In this heady context, the leap from reverse engineering the human brain to building a thinking machine doesn’t seem ridiculous. To Adler, the existence of human beings is proof enough that humans can be engineered. “When we study biology, we’re just studying a different version of nano technology—only it’s a more advanced nano technology.” But he quickly qualifies that statement: silicon is the wrong material, he adds. The nano technology we use today is static; we can move electrons around but not atoms, which means the chip doesn’t change when you use it. “We may not ever be able to get there using the silicon technology of moving electrons,” he says. “But someone could come along tomorrow and invent a different way of making a circuit that’s closer to what the brain does. Then, within 50 to 100 years, we’ll have something that can do what the brain does.”
But there’s nothing like a little healthy competition to speed up this timetable. Janelia isn’t the only player in the high-speed brain-imaging arena: both Harvard and the Max Planck Institute for Medical Research, in Heidelberg, Germany (where the 3-D SEM method of brain reconstruction was actually invented), are also working on the brain problem, and they compete heavily for milestones. The Harvard team may have solved the image-settling problem: they plan to adapt a conveyor-belt device used in the semi conductor industry as a continuously moving stage that allows an uninterrupted panoramic image, eliminating the need for time-wasting, steadying pauses.
Adler also consults for Harvard, helping its team push the limits of its existing SEMs by “supercharging them” to hit their full potential. Before a 10-billion-pixel-per-second microscope can be useful, he says, many other roadblocks have to be negotiated. So in the meantime, he takes these souped-up SEMs to the limits imposed on them by physics, not factory settings. That means, for instance, that a lab microscope with a default rate of 10 million pixels per second can jump to 100 million pixels per second after Adler is finished tweaking it.
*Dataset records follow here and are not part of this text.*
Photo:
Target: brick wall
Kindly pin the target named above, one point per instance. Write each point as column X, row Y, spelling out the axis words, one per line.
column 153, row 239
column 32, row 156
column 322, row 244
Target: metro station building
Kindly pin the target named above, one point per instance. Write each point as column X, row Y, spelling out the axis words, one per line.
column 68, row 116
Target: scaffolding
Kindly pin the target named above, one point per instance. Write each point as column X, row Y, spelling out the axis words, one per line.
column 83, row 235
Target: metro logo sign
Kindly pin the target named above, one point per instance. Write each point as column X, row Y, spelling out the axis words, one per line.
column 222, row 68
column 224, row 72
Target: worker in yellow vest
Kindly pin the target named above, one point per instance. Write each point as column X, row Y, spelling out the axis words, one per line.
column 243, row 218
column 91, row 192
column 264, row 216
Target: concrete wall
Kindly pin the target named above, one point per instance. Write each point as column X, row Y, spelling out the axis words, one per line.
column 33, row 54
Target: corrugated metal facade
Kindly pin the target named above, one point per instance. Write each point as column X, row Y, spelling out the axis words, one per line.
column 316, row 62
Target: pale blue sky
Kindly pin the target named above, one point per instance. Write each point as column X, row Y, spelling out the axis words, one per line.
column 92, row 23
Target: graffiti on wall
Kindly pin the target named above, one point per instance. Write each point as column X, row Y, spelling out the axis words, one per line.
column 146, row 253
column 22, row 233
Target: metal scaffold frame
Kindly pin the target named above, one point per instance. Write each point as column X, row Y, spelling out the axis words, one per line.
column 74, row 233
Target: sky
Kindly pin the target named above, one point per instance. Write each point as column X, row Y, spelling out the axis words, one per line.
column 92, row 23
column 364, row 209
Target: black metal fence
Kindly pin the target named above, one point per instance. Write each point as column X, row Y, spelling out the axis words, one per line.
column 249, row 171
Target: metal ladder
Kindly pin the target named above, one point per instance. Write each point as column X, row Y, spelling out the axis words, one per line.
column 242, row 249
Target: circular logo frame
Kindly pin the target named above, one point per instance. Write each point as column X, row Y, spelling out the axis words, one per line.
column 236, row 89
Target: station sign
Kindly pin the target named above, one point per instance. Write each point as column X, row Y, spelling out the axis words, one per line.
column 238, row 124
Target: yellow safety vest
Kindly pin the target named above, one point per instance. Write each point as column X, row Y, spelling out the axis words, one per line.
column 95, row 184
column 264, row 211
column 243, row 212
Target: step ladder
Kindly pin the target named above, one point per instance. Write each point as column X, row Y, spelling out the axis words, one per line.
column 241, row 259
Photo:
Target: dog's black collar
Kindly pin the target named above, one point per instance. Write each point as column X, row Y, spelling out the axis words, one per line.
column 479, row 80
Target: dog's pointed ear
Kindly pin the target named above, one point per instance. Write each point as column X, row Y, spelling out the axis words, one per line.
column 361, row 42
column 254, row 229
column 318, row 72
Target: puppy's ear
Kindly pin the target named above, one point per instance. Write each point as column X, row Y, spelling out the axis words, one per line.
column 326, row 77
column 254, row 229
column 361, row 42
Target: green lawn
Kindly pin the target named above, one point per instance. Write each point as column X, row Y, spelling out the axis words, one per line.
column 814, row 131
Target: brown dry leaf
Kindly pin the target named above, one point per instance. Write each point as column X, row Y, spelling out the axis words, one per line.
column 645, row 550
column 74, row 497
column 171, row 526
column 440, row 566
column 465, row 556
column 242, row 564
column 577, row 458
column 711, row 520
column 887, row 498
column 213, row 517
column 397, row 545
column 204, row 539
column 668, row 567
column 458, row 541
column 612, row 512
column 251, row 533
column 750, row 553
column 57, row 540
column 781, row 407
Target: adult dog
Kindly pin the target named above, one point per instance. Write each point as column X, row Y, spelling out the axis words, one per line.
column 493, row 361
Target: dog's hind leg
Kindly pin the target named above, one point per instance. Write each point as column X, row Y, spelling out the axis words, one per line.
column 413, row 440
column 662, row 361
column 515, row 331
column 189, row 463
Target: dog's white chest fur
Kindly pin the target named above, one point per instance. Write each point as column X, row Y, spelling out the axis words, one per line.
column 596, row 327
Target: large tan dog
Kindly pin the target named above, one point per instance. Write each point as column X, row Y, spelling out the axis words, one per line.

Despite all the obstacles, the good news, Adler says, is that the fundamental physics of the superhigh-throughput electron microscope has been resolved. It’s no longer a science problem, he says: now it’s an engineering problem. Hess agrees. “Finding that one 65-nm shorted-wire defect in a Pentium chip and that one miswired neuron in a fruit-fly brain,” he says, are fundamentally similar problems. They’re counting on the inexorable climb of Moore’s curve to aid them in their process. Rubin describes the phenomenon in terms of his Ph.D. work sequencing a single yeast gene. “Thirtyish years later, DNA-sequencing machines are at the point where students are doing 100 of my Ph.D.s per second,” he says, laughing. “We’re at millisecond data acquisition. These are the kinds of advances we’ll need to make a map of the human mind.”
In Rubin’s mind, solving the fruit-fly brain is a 20-year problem. “After we solve this, I’d say we’re one-fifth of the way to understanding the human mind.”